What is it?
DeepSeek-R1-Distill-Qwen-1.5B is the smallest member of DeepSeek’s R1 distill family, released in January 2025 alongside the full DeepSeek-R1 model. The distill takes Qwen-2.5-Math-1.5B as its base architecture and fine-tunes it on 800,000 chain-of-thought reasoning samples generated by the much larger 671 B-parameter R1 teacher. The result is a 1.5 B-parameter model that explicitly reasons step-by-step on math, code, and logic tasks — at a fraction of R1’s cost and on dramatically more accessible hardware.
Core specs at a glance
(See spec card above — populated from structured data.)
What devices can run it?
The 1.5 B variant at Q4 quantization is roughly a 1 GB download and runs on essentially anything: Pixel 7 and newer, iPhone 14 and newer, Snapdragon Copilot+ PCs, modern Intel/AMD laptops on CPU alone, and Apple silicon Macs. On a CPU you get 5-10 tokens per second, which is slow but functional for testing and lightweight tasks. On Apple silicon laptops or modest GPUs you’ll see 50-60 tok/s. Snapdragon NPUs with ONNX optimization deliver under-70ms time-to-first-token for short prompts.
Strengths and limitations
Strengths. Genuine chain-of-thought reasoning at a 1.5 B parameter footprint — unmatched among on-device peers. Apache 2.0 license inherited from Qwen-2.5 base. Tiny enough to run alongside other models on the same device. Strong on structured math and code; routes naturally into reasoning-augmented agents without needing prompt-engineering tricks.

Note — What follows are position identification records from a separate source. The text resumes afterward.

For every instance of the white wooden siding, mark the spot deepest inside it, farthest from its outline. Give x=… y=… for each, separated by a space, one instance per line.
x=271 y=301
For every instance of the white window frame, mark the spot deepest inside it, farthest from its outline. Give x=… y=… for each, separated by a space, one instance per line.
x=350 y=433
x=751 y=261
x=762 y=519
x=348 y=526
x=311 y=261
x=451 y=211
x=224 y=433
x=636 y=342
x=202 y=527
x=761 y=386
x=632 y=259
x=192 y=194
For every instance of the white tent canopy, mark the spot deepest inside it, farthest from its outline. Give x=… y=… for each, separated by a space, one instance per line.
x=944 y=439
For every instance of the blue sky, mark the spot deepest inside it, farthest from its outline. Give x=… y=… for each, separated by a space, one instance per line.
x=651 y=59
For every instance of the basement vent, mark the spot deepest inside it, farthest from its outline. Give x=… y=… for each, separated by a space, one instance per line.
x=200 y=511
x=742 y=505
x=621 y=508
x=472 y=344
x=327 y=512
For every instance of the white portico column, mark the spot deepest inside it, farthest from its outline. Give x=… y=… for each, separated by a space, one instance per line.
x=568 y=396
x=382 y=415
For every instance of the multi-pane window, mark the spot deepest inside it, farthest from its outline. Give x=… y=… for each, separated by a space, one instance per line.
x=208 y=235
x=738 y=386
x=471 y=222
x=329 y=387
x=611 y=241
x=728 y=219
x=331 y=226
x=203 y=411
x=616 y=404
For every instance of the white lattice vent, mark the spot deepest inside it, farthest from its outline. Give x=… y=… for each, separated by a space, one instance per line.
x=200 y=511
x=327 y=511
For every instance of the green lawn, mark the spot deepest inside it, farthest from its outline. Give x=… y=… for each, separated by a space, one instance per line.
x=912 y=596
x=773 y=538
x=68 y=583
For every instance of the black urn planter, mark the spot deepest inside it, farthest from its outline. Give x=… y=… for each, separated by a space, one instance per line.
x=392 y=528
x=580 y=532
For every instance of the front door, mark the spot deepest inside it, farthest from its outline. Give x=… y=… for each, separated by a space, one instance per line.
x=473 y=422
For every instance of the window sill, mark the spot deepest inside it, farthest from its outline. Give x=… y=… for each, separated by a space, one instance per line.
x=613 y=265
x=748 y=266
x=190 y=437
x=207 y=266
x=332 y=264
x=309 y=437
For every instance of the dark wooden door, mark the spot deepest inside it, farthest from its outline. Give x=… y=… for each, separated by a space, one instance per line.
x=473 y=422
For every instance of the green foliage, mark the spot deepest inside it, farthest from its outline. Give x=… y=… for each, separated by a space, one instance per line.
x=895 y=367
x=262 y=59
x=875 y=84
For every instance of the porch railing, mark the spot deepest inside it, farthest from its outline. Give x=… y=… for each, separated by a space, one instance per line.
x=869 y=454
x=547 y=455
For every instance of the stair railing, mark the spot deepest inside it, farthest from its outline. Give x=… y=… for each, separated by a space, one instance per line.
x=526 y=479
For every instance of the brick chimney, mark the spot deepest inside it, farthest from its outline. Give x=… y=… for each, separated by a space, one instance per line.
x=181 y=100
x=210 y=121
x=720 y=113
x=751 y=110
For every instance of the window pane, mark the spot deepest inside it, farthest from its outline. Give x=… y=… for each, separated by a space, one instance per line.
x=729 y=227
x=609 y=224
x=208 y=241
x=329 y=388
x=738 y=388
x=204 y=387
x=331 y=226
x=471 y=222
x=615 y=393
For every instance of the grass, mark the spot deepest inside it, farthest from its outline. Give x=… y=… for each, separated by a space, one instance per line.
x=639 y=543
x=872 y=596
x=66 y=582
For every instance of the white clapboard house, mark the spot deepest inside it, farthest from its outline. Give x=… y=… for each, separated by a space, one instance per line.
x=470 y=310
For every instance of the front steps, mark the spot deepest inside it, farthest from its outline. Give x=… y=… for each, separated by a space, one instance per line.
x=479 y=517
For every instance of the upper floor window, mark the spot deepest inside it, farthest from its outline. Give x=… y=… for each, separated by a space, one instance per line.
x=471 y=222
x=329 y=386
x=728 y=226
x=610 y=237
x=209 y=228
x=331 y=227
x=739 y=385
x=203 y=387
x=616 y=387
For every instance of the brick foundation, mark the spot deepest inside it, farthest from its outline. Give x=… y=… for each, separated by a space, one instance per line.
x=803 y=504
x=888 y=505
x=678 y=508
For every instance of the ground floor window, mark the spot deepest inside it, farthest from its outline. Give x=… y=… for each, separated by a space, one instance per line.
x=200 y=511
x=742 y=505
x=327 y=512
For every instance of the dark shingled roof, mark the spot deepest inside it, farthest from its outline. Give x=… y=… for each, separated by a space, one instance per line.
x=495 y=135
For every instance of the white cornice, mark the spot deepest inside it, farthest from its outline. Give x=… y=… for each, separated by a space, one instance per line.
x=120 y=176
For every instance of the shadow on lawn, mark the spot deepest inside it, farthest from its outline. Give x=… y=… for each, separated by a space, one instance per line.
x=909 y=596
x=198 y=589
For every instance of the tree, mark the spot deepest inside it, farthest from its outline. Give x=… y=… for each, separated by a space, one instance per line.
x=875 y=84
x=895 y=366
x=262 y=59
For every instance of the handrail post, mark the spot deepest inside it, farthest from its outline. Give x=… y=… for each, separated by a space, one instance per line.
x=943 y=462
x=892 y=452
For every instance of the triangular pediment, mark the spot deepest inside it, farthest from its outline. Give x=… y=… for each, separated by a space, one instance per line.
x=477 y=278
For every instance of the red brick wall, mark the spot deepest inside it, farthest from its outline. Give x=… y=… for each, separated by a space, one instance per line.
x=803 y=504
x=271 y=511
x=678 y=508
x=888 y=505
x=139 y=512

Limitations. Quality is bounded by parameter count. AIME 2024 pass@1 of 28.9% versus the full R1’s roughly 80% is a meaningful gap — don’t expect frontier-grade results. Text-only — no vision, no audio. Less fluent than equivalent-size general-purpose chat models on open-ended tasks. Latency increases with reasoning depth: chain-of-thought is verbose by design.

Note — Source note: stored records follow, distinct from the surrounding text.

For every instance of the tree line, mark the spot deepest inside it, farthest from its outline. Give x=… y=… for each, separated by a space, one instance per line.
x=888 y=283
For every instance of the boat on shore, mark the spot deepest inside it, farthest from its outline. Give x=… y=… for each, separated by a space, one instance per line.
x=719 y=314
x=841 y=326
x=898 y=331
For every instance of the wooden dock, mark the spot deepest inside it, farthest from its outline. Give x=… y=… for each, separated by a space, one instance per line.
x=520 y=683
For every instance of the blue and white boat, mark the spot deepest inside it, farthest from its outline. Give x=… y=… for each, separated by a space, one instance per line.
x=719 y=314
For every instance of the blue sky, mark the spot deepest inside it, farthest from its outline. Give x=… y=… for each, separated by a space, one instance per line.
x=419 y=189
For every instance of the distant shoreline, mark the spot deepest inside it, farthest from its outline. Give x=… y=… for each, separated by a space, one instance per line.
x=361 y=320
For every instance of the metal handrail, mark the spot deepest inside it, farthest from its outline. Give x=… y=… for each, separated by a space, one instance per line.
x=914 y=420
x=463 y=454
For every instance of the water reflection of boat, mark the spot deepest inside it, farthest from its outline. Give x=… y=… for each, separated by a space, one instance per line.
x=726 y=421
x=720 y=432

When to choose it (and when not to)
Choose R1 Distill 1.5B if: your workload is reasoning-dominant (math homework helpers, code assistants, logical agents); you need to ship to low-end hardware (4 GB RAM laptops, mid-range phones); you want explicit chain-of-thought output for transparency; Apache 2.0 license matters.

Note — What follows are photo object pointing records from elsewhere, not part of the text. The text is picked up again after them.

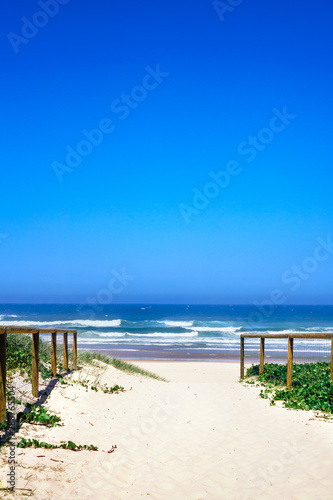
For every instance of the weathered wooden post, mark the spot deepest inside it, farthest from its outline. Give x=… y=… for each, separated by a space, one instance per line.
x=35 y=363
x=242 y=357
x=332 y=359
x=290 y=361
x=54 y=353
x=262 y=355
x=2 y=374
x=75 y=348
x=65 y=351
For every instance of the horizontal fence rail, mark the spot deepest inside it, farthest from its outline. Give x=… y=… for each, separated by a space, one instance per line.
x=290 y=360
x=34 y=332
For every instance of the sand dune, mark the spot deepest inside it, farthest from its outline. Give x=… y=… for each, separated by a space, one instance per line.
x=202 y=435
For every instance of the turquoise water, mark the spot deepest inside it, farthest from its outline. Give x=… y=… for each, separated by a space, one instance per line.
x=168 y=331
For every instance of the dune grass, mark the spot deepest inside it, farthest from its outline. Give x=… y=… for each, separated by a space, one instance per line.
x=19 y=356
x=89 y=357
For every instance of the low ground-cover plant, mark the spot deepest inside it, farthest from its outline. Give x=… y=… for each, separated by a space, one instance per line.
x=39 y=416
x=34 y=443
x=312 y=388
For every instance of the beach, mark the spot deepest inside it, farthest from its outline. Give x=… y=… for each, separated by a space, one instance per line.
x=199 y=435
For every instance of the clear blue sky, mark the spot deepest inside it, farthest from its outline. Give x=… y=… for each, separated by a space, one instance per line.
x=179 y=93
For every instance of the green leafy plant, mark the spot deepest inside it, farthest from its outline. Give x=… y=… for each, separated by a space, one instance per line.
x=34 y=443
x=312 y=388
x=115 y=389
x=39 y=416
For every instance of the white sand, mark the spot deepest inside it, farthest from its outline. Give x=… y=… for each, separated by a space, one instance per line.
x=203 y=435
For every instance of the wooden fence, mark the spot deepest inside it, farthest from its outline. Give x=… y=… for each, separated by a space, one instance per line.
x=290 y=337
x=34 y=332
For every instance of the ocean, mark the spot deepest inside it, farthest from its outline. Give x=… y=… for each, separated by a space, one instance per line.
x=184 y=332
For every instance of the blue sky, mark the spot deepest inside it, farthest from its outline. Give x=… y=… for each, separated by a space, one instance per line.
x=178 y=90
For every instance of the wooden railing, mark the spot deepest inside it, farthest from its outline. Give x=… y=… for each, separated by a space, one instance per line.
x=34 y=332
x=290 y=337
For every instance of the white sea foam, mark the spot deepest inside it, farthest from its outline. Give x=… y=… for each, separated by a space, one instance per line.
x=222 y=329
x=164 y=335
x=181 y=324
x=72 y=323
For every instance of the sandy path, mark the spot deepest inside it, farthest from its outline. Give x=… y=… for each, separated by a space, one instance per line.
x=203 y=435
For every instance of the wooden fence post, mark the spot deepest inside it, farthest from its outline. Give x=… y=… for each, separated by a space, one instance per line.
x=75 y=348
x=290 y=361
x=66 y=351
x=262 y=355
x=35 y=363
x=54 y=353
x=2 y=375
x=242 y=357
x=332 y=359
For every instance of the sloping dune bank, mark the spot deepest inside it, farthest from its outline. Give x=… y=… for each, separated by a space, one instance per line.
x=201 y=435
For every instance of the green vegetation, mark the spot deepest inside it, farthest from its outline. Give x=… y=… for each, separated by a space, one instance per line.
x=90 y=357
x=34 y=443
x=39 y=416
x=19 y=356
x=311 y=389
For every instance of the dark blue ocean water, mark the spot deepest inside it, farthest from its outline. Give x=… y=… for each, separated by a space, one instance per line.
x=168 y=331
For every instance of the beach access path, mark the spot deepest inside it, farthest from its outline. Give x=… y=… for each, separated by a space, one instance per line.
x=202 y=435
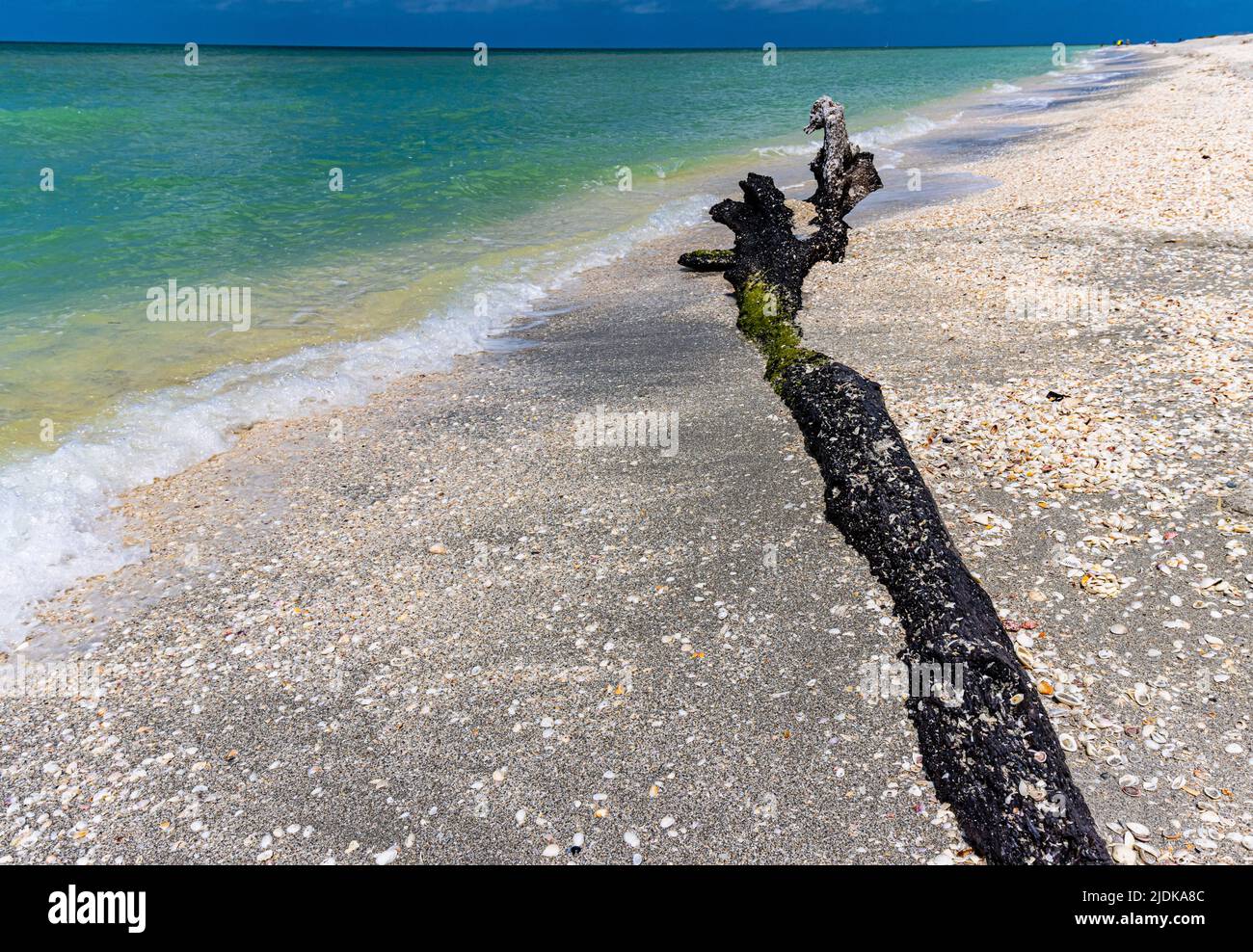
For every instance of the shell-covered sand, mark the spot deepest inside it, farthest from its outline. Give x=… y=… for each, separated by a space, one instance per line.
x=435 y=629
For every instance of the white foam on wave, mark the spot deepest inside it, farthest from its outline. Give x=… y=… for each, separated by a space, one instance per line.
x=55 y=526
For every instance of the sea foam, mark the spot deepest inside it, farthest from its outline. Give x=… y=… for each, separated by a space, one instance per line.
x=55 y=520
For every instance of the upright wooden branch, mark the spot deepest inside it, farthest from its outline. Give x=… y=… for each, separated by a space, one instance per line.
x=990 y=751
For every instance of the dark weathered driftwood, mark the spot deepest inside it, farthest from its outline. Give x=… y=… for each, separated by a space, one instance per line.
x=990 y=751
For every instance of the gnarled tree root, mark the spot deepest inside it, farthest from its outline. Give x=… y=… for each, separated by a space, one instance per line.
x=989 y=748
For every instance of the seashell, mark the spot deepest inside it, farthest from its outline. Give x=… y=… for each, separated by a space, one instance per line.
x=1138 y=830
x=1124 y=855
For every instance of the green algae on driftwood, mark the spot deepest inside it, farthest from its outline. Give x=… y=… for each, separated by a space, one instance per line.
x=989 y=748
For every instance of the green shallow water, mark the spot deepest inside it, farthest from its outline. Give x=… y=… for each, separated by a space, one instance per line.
x=218 y=174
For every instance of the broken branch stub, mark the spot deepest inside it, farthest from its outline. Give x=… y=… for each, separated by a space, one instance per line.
x=990 y=751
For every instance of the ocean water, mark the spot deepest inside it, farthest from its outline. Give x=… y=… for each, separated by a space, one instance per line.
x=467 y=192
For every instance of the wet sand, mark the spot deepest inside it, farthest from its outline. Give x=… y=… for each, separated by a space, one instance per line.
x=438 y=624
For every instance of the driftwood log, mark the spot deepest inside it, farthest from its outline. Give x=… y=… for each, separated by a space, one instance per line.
x=990 y=750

Skip it if: your workload is open-ended chat (Gemma 4 or Qwen 3.5 are better generalists); you need multimodality (Gemma 4, Phi-4-multimodal, MiniCPM-V); you need frontier reasoning quality (full DeepSeek-R1 in the cloud, or wait for the next distill generation).
How it compares to similar on-device models
Closest peers are Qwen 3.5 2B (general-purpose, multilingual, multimodal, 262K context) and Ministral 3B (general-purpose, also Apache 2.0, image-capable). R1 Distill differs by being explicitly reasoning-tuned at a smaller size. For full side-by-side, see the leaderboard.
In a real Cove app
Cove Voice uses Gemma 4 to summarize voice notes — that’s general-purpose chat-style summarization, where Gemma’s broader fluency wins. R1 Distill 1.5B would be the model to pick for reasoning-heavy add-ons: extracting action items with explicit logic, structured task decomposition, or math-related transcripts. We’ve prototyped it as a future Cove Voice mode for power users who want chain-of-thought summaries instead of bullet lists.